Even more helpful if you can have the suspect domain email your SME while you tail -f /var/log/qpsmtpd/current .
check Firewall is not blocking that IP including geoip2, Xtables GeoIP.
Sometimes companies use outside services for billing etc. So the suspect email might not even be becoming from the suspect domain's main email server.
-
Thank you, Janet and Catton, I will arrange a cooperative test with my client and employ your suggestions.
-
I would suggest
tail -f
In place of
tailf
The reason is that tailf will fail/bug after a certain amount of data. We experienced that with John
-
The reason is that tailf will fail/bug after a certain amount of data. We experienced that with John
Ahhh yes - I remember now. Bloody thing !!!
-
Do you have the Email whitelist/blacklist contrib installed? I had a similar problem with a client who had blacklisted a domain because of spam coming from it, and later on wondered why emails from said domain weren't getting through.
-
Thanks to everyone. I looked into each and every suggestion.

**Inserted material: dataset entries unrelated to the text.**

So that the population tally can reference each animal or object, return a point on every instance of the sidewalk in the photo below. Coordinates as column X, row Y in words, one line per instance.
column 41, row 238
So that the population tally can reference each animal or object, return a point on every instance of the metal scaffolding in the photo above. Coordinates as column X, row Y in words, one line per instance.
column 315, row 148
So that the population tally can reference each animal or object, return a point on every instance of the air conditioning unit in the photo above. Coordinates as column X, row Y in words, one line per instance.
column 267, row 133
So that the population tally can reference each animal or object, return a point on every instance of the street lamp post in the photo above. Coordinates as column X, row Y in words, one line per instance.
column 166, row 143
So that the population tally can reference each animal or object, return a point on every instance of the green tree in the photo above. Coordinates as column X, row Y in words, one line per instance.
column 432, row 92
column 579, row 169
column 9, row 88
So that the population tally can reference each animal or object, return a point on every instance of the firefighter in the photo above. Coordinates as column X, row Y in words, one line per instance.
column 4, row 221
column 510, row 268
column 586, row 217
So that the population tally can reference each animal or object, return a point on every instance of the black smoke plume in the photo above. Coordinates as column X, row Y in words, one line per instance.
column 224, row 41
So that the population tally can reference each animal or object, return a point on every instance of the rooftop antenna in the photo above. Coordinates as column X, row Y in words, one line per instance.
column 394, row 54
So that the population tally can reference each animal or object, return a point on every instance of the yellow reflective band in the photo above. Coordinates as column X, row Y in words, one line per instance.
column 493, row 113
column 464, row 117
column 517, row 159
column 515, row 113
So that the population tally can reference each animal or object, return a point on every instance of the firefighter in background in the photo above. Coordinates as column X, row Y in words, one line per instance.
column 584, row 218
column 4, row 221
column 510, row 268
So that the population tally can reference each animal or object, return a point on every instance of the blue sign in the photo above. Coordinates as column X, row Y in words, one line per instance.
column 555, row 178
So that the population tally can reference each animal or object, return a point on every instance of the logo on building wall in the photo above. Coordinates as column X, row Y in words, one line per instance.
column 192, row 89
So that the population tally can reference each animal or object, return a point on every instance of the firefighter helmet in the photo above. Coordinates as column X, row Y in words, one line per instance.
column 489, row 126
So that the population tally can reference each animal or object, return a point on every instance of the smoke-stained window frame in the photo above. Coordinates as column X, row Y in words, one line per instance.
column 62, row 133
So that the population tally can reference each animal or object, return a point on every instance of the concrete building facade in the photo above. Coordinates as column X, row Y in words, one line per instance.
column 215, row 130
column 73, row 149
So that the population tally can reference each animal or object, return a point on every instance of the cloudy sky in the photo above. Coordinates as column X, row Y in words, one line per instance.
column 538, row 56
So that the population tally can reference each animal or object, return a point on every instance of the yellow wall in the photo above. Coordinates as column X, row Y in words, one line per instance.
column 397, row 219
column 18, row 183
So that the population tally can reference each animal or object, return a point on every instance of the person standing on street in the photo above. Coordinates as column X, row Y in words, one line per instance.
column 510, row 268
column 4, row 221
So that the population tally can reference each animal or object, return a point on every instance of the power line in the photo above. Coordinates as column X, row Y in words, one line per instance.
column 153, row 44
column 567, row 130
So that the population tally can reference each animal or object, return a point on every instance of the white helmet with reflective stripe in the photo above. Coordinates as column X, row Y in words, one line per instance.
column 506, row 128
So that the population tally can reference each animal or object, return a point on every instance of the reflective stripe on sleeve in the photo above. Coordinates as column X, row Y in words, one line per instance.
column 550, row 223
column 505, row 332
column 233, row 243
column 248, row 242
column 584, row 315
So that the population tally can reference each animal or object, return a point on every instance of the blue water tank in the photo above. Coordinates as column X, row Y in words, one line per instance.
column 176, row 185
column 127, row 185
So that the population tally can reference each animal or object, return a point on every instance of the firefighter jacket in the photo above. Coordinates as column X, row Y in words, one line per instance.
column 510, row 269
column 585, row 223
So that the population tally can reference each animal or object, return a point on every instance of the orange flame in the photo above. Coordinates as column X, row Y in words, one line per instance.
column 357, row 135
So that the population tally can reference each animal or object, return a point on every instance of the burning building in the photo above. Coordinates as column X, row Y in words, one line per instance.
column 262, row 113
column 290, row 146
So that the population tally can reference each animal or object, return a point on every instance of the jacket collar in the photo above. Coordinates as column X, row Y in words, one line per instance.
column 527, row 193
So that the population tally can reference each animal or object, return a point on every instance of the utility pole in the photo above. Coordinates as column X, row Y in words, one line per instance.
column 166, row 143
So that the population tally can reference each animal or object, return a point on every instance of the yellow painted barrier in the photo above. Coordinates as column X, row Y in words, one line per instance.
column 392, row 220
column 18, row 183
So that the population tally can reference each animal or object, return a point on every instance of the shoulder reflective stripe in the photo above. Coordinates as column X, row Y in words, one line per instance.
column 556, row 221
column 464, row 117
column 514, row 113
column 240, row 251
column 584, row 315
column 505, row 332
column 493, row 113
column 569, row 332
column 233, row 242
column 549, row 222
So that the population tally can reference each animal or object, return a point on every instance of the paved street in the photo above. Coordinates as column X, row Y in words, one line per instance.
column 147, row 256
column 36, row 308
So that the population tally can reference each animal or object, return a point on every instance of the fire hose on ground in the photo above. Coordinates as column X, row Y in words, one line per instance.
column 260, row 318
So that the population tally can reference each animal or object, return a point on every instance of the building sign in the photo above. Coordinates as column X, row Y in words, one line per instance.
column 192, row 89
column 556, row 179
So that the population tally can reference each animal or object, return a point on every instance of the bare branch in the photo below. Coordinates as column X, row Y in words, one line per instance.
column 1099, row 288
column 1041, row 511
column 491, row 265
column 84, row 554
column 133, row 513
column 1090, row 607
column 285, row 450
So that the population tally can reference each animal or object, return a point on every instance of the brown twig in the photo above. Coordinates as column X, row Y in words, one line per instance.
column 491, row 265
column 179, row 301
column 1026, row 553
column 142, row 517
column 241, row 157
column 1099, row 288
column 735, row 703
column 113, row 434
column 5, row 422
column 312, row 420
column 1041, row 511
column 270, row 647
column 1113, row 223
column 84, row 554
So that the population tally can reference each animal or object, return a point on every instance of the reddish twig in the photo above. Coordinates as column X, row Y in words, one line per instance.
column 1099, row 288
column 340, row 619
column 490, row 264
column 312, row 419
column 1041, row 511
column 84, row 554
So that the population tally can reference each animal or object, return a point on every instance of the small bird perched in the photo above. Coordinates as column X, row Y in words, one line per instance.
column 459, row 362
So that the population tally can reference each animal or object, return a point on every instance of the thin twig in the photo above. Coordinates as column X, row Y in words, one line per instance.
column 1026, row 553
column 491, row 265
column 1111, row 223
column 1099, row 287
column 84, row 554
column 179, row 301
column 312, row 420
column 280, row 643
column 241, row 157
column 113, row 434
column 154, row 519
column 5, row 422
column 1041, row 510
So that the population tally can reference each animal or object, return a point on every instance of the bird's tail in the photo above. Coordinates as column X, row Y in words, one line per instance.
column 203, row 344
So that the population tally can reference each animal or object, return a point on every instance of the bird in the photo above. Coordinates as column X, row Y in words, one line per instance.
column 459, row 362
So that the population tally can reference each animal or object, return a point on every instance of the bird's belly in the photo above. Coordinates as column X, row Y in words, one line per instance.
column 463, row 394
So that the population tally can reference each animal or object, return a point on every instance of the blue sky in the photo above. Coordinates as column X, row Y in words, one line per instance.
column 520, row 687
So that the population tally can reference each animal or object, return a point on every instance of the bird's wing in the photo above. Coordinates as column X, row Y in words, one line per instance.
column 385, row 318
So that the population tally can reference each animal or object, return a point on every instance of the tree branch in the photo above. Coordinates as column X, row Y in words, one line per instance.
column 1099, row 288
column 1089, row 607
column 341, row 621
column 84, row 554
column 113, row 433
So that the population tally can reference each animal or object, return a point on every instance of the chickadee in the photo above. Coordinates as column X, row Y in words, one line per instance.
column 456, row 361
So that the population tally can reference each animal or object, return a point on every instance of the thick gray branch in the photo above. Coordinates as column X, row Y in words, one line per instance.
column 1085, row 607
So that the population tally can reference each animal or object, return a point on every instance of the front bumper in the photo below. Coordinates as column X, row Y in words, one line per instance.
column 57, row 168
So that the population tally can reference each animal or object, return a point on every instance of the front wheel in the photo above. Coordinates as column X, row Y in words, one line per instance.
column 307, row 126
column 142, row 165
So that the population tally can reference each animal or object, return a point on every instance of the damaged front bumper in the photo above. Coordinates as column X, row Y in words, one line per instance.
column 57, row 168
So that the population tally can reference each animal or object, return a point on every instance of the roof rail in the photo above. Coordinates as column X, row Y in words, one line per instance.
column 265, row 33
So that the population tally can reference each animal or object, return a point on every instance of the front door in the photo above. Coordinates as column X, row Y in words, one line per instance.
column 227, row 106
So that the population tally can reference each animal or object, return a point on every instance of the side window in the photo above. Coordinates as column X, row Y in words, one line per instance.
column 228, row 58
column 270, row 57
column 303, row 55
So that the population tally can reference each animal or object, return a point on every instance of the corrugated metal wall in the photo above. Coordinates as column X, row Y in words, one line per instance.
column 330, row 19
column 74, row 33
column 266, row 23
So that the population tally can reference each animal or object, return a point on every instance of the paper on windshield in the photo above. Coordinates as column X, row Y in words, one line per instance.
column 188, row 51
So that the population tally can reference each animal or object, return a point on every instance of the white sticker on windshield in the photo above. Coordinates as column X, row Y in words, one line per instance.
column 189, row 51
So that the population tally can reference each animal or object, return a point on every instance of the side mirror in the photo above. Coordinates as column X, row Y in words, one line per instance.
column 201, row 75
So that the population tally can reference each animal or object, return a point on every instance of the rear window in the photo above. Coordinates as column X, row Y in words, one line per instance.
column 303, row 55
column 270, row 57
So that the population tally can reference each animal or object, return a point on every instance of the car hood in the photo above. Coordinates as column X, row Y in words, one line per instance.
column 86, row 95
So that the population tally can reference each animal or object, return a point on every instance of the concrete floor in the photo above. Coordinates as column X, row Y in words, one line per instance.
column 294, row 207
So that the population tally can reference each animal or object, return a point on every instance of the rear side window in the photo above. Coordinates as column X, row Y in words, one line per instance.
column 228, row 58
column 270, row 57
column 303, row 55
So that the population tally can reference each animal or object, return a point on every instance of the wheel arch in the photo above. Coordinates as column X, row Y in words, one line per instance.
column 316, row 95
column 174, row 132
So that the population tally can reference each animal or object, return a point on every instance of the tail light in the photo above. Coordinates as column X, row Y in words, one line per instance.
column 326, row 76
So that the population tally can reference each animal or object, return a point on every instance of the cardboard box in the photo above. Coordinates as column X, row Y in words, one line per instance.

I did not get a chance to tail the log during a scheduled test because email began arriving from the client yesterday. My contact there wrote, "Not sure what happened our email filter reports show the emails were going out but,not able to connect to your email server. Hopefully this issue is resolved."
So, I am happy the email is flowing again and royally annoyed that I don't have a clue as to what caused and resolved the problem. Ah, well... Onward!
-
I have experienced some ITs using RHBLS as feed for their firewall.
Result no connection at all. No traces.
Ping fails ...
-
I have experienced some ITs using RHBLS as feed for their firewall.
Result no connection at all. No traces.
Ping fails ...
Eerie, in a way, that you mention this as it seems to fit so perfectly. I would love to see the logs from my client’s firewall.
-
My contact there wrote, "...not able to connect to your email server..."
Fail2ban (https://wiki.contribs.org/Fail2ban) on your SME server might cause this. It took me a while to get fail2ban->IgnoreIP set correctly.
You could also search the Firehol blocklist-ipset github repo (https://github.com/firehol/blocklist-ipsets/search?q=%2223.106.64%22&unscoped_q=%2223.106.64%22) for your SME server's WAN IP address to see if you've been listed in any firewall-level blocklists. Search for your full IP, then search for the first 3 octets (then 2, then 1) in case you're listed as part of a netblock. Put quotes around your search string to keep Github from returning every entry containing any of your octets...
-
Thank you for the suggestion. We added the IP addresses used by our client to the fail2ban whitelist. Hopefully that will help.
I looked through the Firehol blacklist, or at least some it. It appears to be quite extensive.